Anemones that harbour clownfish appear to have faster growth rates, higher rates of asexual reproduction and lower mortality than those without fish.

7. Honeyguides and humans 

Greater honeyguides and humans have a relationship that strecthes back through many generations © Dominic Sherony via Flickr (CC BY-SA 2.0)

The eggs, larvae and beeswax contained in bee nests are a key food source for greater honeyguides (Indicator indicator). One of the ways these birds gain easy access to a nutritious meal is by leading other honey-coveting species to the nest and allowing them to do the hard work of breaking into it.

The human-honeyguide relationship is the best-documented of these partnerships. The wild honeyguides recruit people with a demanding call, indicating that they have found a bee nest.
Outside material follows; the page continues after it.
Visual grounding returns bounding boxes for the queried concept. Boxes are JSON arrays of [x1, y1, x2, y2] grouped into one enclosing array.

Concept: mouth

The honey-hunting humans reply with calls passed down through generations and follow the bird.

When they reach the nest, the humans subdue the bees, such as with smoke, break into the nest and help themselves to the sugar-rich honey contained within. The Hadza people of Tanzania are one group known to work with honeyguides. It has been estimated that up to 10% their diet is acquired with the help of the birds.

With the bees dispatched and the humans satisfied, the honeyguides are left to dine on the beeswax, eggs and larvae left behind.

8. The senita cactus and senita moth

When the sun sets on North America's Sonoran Desert, the night-blooming flowers of senita cacti (Lophocereus schottii) are visited by tiny senita moths (Upiga virescens).

The female moths collect pollen on specialised abdominal scales and transfer it from flower to flower, pollinating cacti as she goes. The senita moth is the only nocturnal pollinator of this cactus and is responsible for 75-95% of its pollination. The rest is attributed to other insects that are active during the day.

During her visits, the female moth will lay one egg on a flower petal. When the flower closes and the larva hatches, it will bore into the top of the developing fruit, spending about six days feeding on the seeds and fruit tissue.

The moth larvae don't eat all the seeds or fruit - it's been found that they only destroy about 21% of the developing fruit, which means the cactus can continue to prosper.

There are several similar mutualistic relationships, such as yuccas and yucca moths, figs and fig wasps, and Phyllanthaceae and Epicephala moths. Senita moths differ from these in that although the relationship is highly specialised, they are not the sole pollinator of their host plant, yet their relationship with the cactus clearly plays an important role in the cactus's survival.